Desconfia-se que o javali estivesse infetado por uma variante do vírus que não é endémica em Itália (há 23 genótipos conhecidos deste agente infeccioso). Mas não se sabe como é que chegou ali: o surto ativo mais próximo ficava a 800 quilómetros dali, na Alemanha, pelo que as autoridades acreditam que o vírus foi transportado por humanos, para quem o agente patogénico não representa qualquer perigo para a saúde.
Desde então, outros dois casos foram detetados em Itália. A Federação Portuguesa de Associações de Suinicultures acredita, por isso, que “o risco de disseminação da peste suína africana à área mediterrânea da Europa é iminente”. Num comunicado publicado a 18 de janeiro, a federação sugere mesmo a diminuição ou mesmo suspensão da importação de animais vivos, carne e produtos de carne durante os próximos meses até conhecer o desenvolvimento e evolução da doença.
No último boletim informativo da Direção-Geral da Alimentação e Veterinária (DGAV), entidade tutelada pelo Ministério da Agricultura, só este ano até 10 de janeiro foram detetados 319 surtos em javalis e 13 em suínos na União Europeia. Ao longo do ano passado, houve 12.076 focos em javalis e 1.826 em porcos domésticos. Portugal ainda não tinha sido afetado até dia 10: desde 15 de novembro de 1999 que não se regista qualquer surto de peste suína africana em território nacional.

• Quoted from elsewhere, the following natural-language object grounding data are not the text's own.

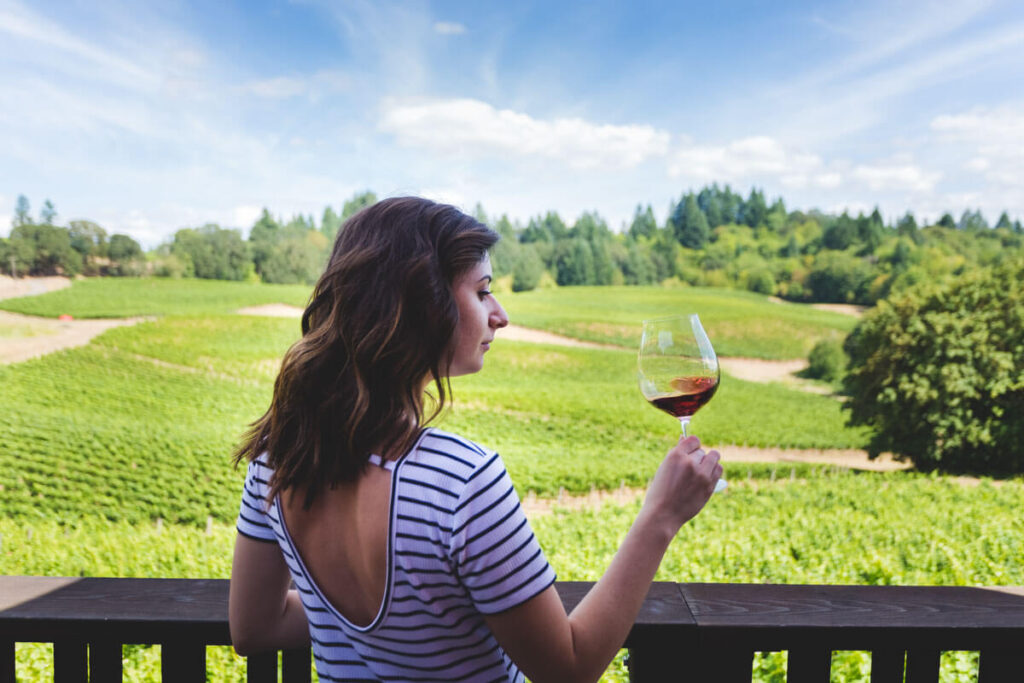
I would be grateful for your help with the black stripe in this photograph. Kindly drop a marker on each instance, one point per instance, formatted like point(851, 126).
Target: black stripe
point(439, 470)
point(485, 551)
point(429, 485)
point(518, 588)
point(463, 442)
point(256, 538)
point(483, 511)
point(480, 492)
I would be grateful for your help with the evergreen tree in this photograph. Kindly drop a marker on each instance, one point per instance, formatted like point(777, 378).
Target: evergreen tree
point(690, 225)
point(755, 210)
point(47, 215)
point(644, 224)
point(22, 216)
point(357, 203)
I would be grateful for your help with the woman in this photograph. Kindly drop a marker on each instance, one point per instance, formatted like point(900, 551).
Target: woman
point(410, 554)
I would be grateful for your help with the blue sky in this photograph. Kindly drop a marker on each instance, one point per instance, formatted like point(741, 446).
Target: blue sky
point(151, 117)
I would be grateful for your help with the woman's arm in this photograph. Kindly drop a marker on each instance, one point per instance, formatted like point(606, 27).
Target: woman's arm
point(262, 612)
point(547, 644)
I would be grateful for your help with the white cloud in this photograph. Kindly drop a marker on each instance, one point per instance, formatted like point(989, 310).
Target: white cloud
point(753, 159)
point(245, 216)
point(896, 176)
point(449, 28)
point(469, 127)
point(993, 138)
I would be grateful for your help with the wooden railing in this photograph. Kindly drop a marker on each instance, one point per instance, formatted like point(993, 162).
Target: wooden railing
point(685, 632)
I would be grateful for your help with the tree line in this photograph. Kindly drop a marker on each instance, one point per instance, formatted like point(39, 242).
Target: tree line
point(714, 237)
point(40, 247)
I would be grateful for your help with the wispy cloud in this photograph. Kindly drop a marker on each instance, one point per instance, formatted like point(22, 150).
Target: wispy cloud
point(285, 87)
point(472, 128)
point(896, 176)
point(994, 140)
point(449, 28)
point(757, 159)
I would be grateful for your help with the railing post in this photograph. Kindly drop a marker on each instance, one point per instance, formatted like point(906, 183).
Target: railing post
point(295, 666)
point(262, 668)
point(184, 662)
point(650, 664)
point(999, 667)
point(887, 666)
point(7, 662)
point(71, 662)
point(104, 662)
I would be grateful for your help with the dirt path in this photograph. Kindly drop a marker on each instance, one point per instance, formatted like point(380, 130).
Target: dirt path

Ainda assim, a DGAV indica que a situação “continua a agravar-se devido à disseminação da doença a novas áreas livres” — a América, por exemplo, detetou casos em 2021 pela primeira vez em quatro décadas — e que o número de surtos é “elevado”. Por isso, solicitou a qualquer pessoa que lida com estes animais “para que sejam reforçadas as medidas preventivas”.
A peste suína africana é causada por um vírus altamente transmissível que infeta porcos e javalis através de fluidos corporais (sangue, urina, fezes, secreções nasais, oculares e genitais), alimentação com resto de comida contaminada, carraças moles infetadas ou materiais de exploração suína contaminados. Embora não haja indícios de transmissão destes animais para os humanos, os surtos afetam o comércio suíno e comprometem a economia no ramo, alerta a DGAV.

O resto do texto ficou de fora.